Today, the first resource for information on just about anything is the Internet. Plug gold into Google, and you get 886,000,000 pages to view, which are too many and too general. Change the search to gold coins, and your choices are reduced to 3,700,000, and you get more specific information. Still too many? Search for gold investments and get 400,000 hits. But, say you’ve heard that the Krugerrand is the best-known gold coin in the world and also carries the lowest premium of the modern gold bullion coins, then google Krugerrand and get 298,000 choices of pages to review. (By the way, if you search the Internet, there’s a 69% change you’re using Google, 17% chance it’s Yahoo!, with MSN, Ask and AOL fighting over the scraps.

According to Internet World Stats, some 1.4 billion persons are connected to the Internet and, therefore, have instant information about investing in silver or gold. Further, because of the Internet, potential investors wanting gold investment information are not limited to the publications that libraries choose to house, which are almost exclusively Establishment publications.

For example, the World Gold Council’s website, www.gold.org, contains a plethora of data about gold, everything from its history, to production and usage, to who owns it. Want to know how much gold the world’s central banks claim to hold? That data is found there.

Like to know more about silver? Visit www.silverinstitute.org, the website of The Silver Institute, a nonprofit association that “serves as the industry’s voice in increasing public understanding of the many uses and values of silver.”
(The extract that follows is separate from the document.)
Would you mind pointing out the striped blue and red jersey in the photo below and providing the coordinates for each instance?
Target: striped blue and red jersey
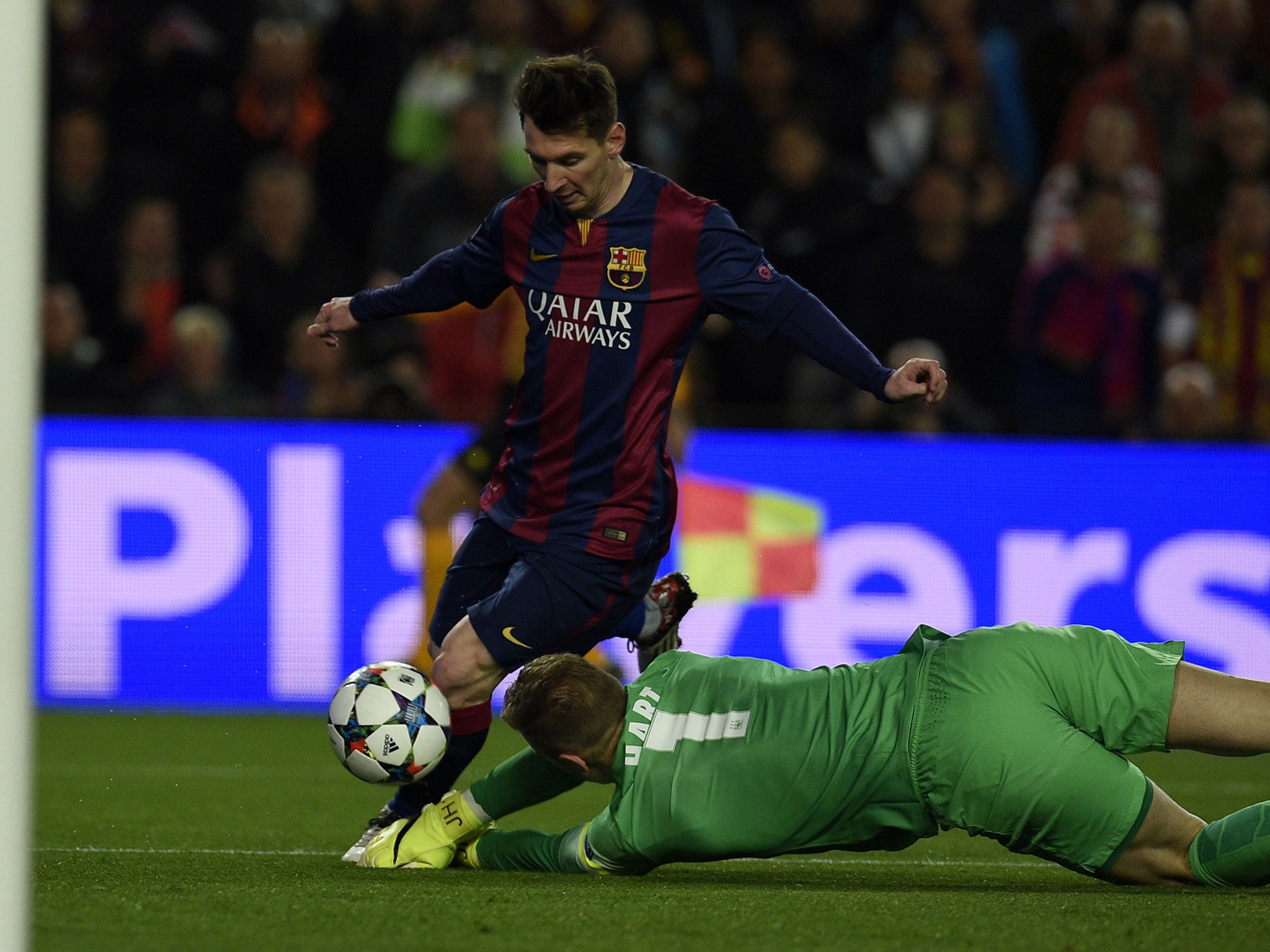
(613, 307)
Want to learn what a 34-year veteran of the gold-silver bullion industry has to say about buying gold and silver? Visit www.cmi-gold-silver.com. Our website has been declared by some visitors to be best on the Internet for basic information about what form of gold or silver to buy.

Although I’ve chosen only three resource sites, there are literally thousands of sources of information on the Internet about gold and silver, which means that 1.4 billion potential investors have easy access to information about gold and silver. Because of the Internet, this gold-silver bull market has the potential to dwarf the bull market of the 1970s.